Another item this week is garlic. We only recently dug this pungent allium from the ground, and it does best if it is dried back for about a month. This share's garlic is only 2 weeks old, but still plenty edible. We suggest that you use it within the next couple weeks.

freshly dug garlic
We also are continuing to keep up with our cover cropping schedule, recently seeding numerous beds with a combo of cowpeas and sudan grass. These seedings came up well, and bode well for future crops.

cowpeas and sudan grass at sunrise

In the Share - Week 9

TOMATOES F/P The first of the season.  Some will get cherry tomatoes, others a small sampling from the heirloom and hybrid slicers.   The hybrid red tomatoes are first to bear fruit along with a few of the "black" heirlooms.  The cherry tomatoes come in a rainbow of colors.  No matter the color, a ripe tomato should be bright -colored and soft to the touch.

NEW POTATOES F/P  We are determined to start digging the taters tomorrow despite the mud  Don't expect them to be super free of dirt, but they are so yummy when fresh.  Refrigerate if you want to keep them for very long.  They have yet to grow their thick skins.

SWEET PEPPERS F/P  Pruning a few off the developing plants helps keeps them growing. 

CUCUMBERS F/P  The cukes are still going strong.

SUMMER SQUASH F/P  A mixture of zucchinis and yellow squash for all.  We are loving the zucchini noodles!

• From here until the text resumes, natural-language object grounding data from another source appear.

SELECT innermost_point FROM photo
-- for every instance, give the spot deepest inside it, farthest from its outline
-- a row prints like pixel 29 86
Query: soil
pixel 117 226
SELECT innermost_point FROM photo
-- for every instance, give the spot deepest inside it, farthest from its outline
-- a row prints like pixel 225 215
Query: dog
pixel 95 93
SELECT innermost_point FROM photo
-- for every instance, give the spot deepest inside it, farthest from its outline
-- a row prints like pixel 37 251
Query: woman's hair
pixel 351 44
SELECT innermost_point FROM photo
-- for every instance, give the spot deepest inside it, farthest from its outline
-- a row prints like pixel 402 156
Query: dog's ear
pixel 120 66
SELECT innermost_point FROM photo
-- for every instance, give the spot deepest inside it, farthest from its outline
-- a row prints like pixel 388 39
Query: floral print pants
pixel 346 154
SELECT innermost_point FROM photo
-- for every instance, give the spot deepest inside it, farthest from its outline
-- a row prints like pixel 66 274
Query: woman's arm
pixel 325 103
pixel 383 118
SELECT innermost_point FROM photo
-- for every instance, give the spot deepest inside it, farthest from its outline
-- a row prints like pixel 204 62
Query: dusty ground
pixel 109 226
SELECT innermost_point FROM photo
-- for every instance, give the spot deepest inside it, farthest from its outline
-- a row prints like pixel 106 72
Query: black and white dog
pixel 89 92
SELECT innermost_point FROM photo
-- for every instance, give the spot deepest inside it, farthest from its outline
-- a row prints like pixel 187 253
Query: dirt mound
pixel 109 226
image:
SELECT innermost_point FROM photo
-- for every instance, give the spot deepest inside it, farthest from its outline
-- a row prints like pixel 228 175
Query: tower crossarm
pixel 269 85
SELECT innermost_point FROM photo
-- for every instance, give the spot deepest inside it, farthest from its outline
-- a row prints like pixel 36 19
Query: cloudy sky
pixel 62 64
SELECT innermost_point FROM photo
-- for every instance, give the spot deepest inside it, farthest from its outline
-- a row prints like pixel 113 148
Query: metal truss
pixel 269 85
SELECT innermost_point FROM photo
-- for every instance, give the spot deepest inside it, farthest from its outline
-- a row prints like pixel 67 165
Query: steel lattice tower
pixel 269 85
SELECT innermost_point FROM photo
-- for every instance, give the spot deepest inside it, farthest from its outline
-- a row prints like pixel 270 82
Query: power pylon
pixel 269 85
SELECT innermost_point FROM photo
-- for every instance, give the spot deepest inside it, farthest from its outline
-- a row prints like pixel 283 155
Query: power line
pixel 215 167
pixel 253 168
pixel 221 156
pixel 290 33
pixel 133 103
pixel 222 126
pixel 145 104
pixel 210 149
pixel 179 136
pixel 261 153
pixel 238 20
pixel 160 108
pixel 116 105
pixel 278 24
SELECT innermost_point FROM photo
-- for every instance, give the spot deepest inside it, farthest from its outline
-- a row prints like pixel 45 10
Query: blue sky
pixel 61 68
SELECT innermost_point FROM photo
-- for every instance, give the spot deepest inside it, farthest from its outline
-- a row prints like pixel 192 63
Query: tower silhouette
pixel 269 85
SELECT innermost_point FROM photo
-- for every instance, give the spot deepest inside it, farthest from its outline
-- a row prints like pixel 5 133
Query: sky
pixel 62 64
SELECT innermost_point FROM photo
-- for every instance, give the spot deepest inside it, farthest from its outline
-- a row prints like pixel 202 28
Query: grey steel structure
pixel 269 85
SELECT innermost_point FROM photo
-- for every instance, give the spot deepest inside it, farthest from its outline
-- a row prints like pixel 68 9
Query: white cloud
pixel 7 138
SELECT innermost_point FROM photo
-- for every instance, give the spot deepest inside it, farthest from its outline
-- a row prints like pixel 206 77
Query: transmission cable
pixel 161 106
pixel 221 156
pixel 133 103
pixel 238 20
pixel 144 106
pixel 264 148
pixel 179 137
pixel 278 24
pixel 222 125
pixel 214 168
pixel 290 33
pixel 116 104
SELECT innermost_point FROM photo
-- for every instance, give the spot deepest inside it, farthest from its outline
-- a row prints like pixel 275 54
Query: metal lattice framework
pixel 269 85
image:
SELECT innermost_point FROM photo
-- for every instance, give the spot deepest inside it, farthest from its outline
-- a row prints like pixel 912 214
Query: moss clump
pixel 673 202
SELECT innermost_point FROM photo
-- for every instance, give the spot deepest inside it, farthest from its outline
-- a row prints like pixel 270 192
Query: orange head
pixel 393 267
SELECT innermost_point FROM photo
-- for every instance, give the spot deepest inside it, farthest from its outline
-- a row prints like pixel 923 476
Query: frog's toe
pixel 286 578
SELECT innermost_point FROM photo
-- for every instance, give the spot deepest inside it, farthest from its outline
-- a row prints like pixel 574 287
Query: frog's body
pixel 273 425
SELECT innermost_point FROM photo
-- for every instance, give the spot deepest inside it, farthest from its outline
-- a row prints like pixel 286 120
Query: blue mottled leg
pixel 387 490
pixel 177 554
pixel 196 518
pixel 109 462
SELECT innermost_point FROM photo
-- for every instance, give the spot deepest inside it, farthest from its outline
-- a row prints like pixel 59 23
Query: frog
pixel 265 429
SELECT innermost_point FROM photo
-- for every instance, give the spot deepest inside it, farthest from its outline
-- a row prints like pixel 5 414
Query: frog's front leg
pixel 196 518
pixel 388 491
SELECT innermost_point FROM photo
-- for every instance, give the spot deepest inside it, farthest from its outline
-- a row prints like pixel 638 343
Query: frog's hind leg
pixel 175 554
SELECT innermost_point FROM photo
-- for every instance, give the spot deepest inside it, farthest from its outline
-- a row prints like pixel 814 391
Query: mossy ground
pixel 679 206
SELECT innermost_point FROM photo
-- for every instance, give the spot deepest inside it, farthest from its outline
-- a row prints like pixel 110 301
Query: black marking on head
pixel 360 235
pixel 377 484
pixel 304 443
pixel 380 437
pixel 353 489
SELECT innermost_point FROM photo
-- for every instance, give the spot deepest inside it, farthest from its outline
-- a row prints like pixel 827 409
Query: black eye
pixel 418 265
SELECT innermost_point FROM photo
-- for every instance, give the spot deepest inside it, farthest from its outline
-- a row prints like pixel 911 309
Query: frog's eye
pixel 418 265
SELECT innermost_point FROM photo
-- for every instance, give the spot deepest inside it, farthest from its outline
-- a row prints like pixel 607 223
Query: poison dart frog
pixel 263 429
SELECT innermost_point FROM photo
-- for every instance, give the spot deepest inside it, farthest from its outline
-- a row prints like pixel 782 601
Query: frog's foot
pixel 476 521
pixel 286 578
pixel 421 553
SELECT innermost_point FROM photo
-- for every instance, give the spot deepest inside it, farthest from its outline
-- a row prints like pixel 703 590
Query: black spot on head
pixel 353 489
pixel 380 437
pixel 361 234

GARLIC  F/P  The garlic is juicy at this early stage.

BASIL AND PARSLEY  F/P  Basil for the tomatoes and parsley for the potatoes.

LETTUCE F  Small crunchy heads from a late Spring planting.

EGGPLANT F  We like to toss eggplant with olive oil and broil until it as soft as a cooked mushroom.

NEXT WEEK:  More tomatoes, cucumbers, summer squash, peppers and eggplant.  Carrots and sweet onions return. 

A lot has happened since last Tuesday.  The most obvious change is the new barn shaping up before our very eyes.  It really is nice to see it come together so quickly and nicely too.  In a week's time Arlen and his brothers had the structure up, roofed and concrete poured. 

The rainbow in the photo came after one of the many rain storms that have been around this week.  Storms with strong winds and lots of rain came through last night but everything fared alright.